8. Vital Wheat Gluten Based Products
“Wheat Meat” or “Seitan” is commonly how vital wheat gluten containing products are labeled. But the days of simple seitan are over. Perusing the aisles of whole foods I can find vegan ‘lunch meat’, vegan sausage, vegan bacon and even vegan hot dogs. Many of these items are made with vital wheat gluten (or TVP, another form of processed vegan protein). I recently discovered Field Roast Vegan sausage, and it’s incredibly delicious. Sauteing a few circles of seasoned ‘sausage’ is much easier that sauteing unseasoned seitan for 20 minutes. Although, I love to do both…
Field Roast Vegan Sausage, Chipotle Mexican, Nutritional Data:
serving size: 93g, 1 sausage. Calories: 250. Fat: 12g. Saturated Fat: 1g. Protein: 23g. Carbs: 12g. Fiber: 4g. Iron: 10% RDA.
9. Beans and Hummus
Beans are a power food! They contain fiber, protein and a nice variety of nutrients. Plus there is a wide variety of types of beans and bean based recipes to choose from. It’s pretty hard to get bean fatigue with so many options like: garbanzo, black, pinto, kidney, white, and navy beans just to name a few. Hummus made form tahini (ground sesame seeds) and garbanzo beans is a popular vegetarian option. However, not a super high source of protein.
Hummus Nutritional Data:
serving size: 2 tablespoon (28g). Calories: 40. Fat: 2g. Protein: 1g. Carbs: 4g.
Spirulina is a type of blue-green algae that contains 65-75% complete protein. Spirulina is also one of the rare veggie sources of vitamin b12. Spirulina is an easy add-in to smoothies and juices. I love acai-spirulina smoothies. Read more about Spirulina here.

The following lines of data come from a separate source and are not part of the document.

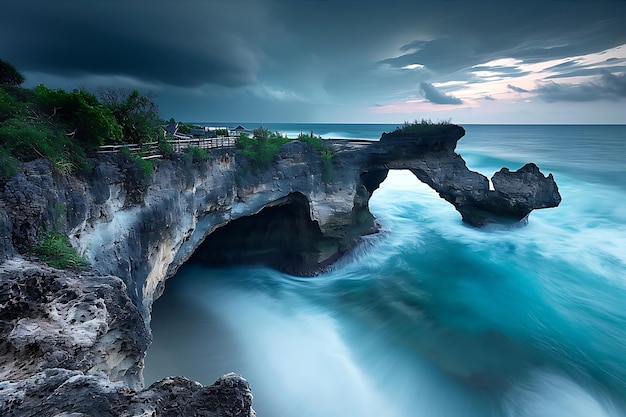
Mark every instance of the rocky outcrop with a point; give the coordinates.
(69, 336)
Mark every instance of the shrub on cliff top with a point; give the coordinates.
(262, 148)
(56, 251)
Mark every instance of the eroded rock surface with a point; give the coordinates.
(73, 343)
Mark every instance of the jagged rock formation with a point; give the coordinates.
(73, 336)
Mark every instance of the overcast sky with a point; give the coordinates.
(361, 61)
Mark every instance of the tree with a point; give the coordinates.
(83, 117)
(9, 75)
(137, 114)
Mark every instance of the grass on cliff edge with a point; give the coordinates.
(56, 251)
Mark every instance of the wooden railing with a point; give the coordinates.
(150, 150)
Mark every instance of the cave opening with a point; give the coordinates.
(281, 236)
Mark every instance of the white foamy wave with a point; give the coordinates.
(547, 394)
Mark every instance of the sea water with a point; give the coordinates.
(431, 317)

Spirulina Powder Nutritional Data:
serving size: 1 teaspoon (3g). Calories: 10. Fat: 0g. Protein: 2g. Carbs: less than 1g. Iron: 10% RDA. Vitamin A: 100% RDA. Vitamin K: 20% RDA.
BONUS #11. Hemp
I always seem to stick a bonus #11 in my top ten lists, so here is a great bonus: hemp! Hemp has recently become a more mainstream way for vegans to get their protein. Hemp is a high quality protein because like soy beans, hemp seeds contain all 10 essential amino acids. Hemp seeds and products are also rich in omega-3 and omega-6 essential fatty acids (similar to flax seeds). Hemp milk and Hemp ice cream are delicious. However, you’ll notice that most Hemp milk on the market today is much more expensive that soy milk. Say $4 a carton compared to $1.50 a carton. Hopefully the prices will go down as more consumers discover this veggie protein gem. Try my Hemp-Peach smoothie here.
Hemp Milk Nutritional Data:
serving size: 1 cup. Calories: 70. Fat: 5g. Protein: 4g. Carbs: 1g. Vitamin B12: 20% RDA.
Now go out there and get more protein to power up your busy week!!